Enrichment and detection via N-terminally specific antibodies. Antibodies produced against N-terminal modifications can be used for enrichment and/or detection of modified proteins in various protocols and assays. (A) Antibodies are raised against peptides mimicking the N-termini of the desired target proteins or, as in the case of the ‘pan-arginylation’ antibodies, a random, highly immunogenic sequence. (B) Antisera are derived from different, subsequent bleedings to acquire a range of differentially performing antibodies and select ideal reagents. The resulting antisera need to be purified against unspecific (C) and specific peptides (D) lacking or showing the N-terminal modification (arginylation/additional Arg residue at the N-terminus of the natural protein sequence, acetyl- or formyl-groups). (E) Positive selection of N-terminally modified proteins or peptides by capture with the specific antibodies and wash-out of non-target proteins/peptides, followed by elution for identification by MS (F).

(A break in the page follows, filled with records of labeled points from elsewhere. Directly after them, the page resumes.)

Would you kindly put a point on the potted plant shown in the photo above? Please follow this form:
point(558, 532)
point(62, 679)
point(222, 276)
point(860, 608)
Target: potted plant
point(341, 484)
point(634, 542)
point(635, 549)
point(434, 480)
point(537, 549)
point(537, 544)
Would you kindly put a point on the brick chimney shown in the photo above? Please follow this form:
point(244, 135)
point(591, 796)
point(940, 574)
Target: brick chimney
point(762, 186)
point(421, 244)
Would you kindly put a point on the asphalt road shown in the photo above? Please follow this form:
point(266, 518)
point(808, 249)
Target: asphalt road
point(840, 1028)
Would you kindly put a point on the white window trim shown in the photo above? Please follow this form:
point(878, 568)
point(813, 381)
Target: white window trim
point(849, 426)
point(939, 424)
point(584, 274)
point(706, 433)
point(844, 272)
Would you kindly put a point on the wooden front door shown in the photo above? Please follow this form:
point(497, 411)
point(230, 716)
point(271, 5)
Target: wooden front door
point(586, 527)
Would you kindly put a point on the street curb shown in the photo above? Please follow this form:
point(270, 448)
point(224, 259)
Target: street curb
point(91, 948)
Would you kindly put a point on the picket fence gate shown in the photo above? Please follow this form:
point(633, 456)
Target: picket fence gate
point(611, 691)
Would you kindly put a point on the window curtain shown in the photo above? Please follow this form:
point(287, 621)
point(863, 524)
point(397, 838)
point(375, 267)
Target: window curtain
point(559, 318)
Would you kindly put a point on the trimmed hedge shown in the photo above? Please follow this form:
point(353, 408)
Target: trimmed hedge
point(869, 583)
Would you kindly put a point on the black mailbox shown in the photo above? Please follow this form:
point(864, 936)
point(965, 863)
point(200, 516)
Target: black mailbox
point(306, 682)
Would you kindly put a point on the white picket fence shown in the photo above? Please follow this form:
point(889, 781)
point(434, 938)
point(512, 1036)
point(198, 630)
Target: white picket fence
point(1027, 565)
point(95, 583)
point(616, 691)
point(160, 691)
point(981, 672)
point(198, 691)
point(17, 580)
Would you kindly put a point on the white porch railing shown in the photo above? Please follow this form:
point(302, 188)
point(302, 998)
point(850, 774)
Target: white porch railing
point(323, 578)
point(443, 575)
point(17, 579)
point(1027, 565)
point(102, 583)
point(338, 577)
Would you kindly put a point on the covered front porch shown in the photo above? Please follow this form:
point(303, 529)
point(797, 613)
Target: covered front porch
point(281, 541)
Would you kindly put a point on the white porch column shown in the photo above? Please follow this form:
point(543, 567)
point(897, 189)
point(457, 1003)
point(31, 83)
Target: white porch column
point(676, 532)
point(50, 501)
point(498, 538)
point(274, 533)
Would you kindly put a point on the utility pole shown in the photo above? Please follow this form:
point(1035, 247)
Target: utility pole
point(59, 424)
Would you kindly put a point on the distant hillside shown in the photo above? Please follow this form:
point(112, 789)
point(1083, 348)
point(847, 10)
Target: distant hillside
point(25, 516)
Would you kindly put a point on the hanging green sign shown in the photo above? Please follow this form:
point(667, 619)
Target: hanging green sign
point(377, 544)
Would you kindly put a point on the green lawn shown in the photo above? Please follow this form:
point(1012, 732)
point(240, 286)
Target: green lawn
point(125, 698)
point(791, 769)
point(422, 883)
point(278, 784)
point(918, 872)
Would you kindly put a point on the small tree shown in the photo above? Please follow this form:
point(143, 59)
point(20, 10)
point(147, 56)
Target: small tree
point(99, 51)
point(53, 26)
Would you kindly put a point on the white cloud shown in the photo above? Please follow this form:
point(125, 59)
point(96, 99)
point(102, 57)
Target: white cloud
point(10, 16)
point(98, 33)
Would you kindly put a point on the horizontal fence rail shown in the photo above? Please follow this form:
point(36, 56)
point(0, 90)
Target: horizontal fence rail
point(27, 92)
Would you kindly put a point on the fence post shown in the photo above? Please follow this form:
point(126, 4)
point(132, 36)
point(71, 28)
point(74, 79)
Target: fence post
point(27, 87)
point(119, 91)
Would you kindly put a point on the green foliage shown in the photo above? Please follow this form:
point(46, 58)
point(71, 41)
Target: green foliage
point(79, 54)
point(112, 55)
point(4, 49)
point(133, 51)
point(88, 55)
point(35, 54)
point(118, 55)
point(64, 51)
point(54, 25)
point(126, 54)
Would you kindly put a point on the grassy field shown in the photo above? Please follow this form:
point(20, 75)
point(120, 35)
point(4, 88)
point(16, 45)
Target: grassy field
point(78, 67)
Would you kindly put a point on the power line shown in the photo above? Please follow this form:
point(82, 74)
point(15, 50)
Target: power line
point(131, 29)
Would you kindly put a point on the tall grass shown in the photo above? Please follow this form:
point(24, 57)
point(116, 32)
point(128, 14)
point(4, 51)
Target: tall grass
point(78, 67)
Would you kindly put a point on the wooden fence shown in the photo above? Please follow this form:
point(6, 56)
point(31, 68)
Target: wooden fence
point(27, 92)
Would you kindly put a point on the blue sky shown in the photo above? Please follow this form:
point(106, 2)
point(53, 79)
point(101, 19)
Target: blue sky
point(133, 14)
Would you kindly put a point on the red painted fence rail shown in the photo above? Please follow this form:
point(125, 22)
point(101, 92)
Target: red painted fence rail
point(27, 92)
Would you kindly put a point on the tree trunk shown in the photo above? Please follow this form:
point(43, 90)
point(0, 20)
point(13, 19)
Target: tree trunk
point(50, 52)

The same antibodies can be utilized in immunological assays such as western blots (G) or immunocytochemistry (not shown). Red, unspecific antibody populations; green, specific antibody populations; R, Arg; ^AcM, acetylated Met; ^fM, formylated Met; C, Cys included at the C-terminus of antigenic peptide to increase antigenicity.

Fig. 4.

Characterization of cellular processes in plants by N-terminome profiling. N-terminome profiling has been applied to elucidate diverse cellular processes in plants. (A) N-termini as protein stability determinants in the N-end rule pathway for targeted degradation by the 26S proteasome. (B) The stromal terminome and maturation of nucleus-encoded plastidial proteins by the stromal processing peptidase (SSP) and potential additional proteases. (C) The alternative initiation of translation within the same mRNA resulting in two different proteoforms. (D) N-terminal protein modifications such as co-translational N-terminal initiator Met excision (NME) and Nα acetylation (NAA). (E) Identification of METACASPASE9 (MC9) protease substrates. (F) Proteolytic maturation of nucleus-encoded mitochondrial proteins after their import by the proteases ICP55 and OCT1. Ub, ubiquitin; E2/E3, E2/E3 ubiquitin ligases; TP, transit peptide; M, methionine; Ac, acetyl group.